"In the fall of 2014 Wright traveled to China to attend the opening of an exhibit that included a number of his own works. Arriving at his Beijing hotel room late, tired, and disoriented, Wright was mesmerized by a flashing, horizontal sliver of light that was visible in the darkness beyond his window. Beijing Odyssey is a video shot with a digital camera looking out Wright’s hotel window in Beijing. The long band that extends across the middle of the otherwise dark scene is the top sliver a large LED advertising billboard that has been obstructed, from this vantage point, by buildings. Nevertheless, some of the bright, flashy advertisements that appear on the billboard are discernible, including an advertisement for a Honda Odyssey mini-van.

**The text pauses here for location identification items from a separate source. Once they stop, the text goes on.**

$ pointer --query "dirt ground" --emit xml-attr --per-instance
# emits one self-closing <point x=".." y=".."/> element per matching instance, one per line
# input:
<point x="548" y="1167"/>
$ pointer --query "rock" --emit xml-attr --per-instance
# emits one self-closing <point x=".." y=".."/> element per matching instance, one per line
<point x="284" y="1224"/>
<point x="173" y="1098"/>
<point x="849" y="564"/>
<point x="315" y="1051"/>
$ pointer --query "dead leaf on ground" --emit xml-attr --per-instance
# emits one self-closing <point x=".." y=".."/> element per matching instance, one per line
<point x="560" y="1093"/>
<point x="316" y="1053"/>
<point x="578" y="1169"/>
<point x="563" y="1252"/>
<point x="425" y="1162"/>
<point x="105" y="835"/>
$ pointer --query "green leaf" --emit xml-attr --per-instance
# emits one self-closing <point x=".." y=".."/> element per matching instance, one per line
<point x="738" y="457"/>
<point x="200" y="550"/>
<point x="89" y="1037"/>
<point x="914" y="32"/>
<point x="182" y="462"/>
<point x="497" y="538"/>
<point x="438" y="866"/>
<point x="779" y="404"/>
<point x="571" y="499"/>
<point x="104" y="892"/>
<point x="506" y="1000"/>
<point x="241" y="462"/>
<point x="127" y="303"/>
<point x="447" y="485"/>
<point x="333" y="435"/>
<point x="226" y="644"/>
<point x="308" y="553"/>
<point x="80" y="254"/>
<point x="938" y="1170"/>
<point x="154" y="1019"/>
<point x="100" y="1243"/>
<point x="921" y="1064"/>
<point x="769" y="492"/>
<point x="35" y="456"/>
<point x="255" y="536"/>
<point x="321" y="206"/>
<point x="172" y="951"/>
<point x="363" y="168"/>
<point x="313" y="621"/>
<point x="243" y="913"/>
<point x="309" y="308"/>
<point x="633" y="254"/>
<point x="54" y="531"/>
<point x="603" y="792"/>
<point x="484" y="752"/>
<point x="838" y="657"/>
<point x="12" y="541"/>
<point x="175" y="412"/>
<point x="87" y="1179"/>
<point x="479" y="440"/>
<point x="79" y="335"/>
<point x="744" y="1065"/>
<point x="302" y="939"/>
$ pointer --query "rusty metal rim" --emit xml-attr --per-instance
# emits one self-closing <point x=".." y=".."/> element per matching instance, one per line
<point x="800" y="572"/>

Beijing Odyssey parallels the structure of Fox Talbot’s photograph 16 May 1843, Rouen: a darkened hotel room frames a view beyond a window; the view is obscured and interrupted; reference is made to ships in one, and cars in the other. Unlike Talbot’s picture, Beijing Odyssey is a quietly moving image. The sequence was captured in a camera obscura, but impressed on a digital sensor and presented again in a loop on the monitor through digital technologies. The promise of satisfaction embodied in the advertisements of late capitalism have been captured – in fragmented, moving forms – by one of the most significant visual techniques of industrial modernity.
Beijing Odyssey continues an investigation into the borders between the marvels of the machine age and the visual culture of modernity. These borders began to be traced around the time Fox Talbot captured the view from his hotel window in France using a camera obscura and a piece of paper soaked in silver iodide."
Excerpted from Randy Innes' essay Photography en exterus: Andrew Wright and the Expansions of Photography, that appears in the OAG exhibition catalog Pretty Lofty and Heavy All at Once, 2015.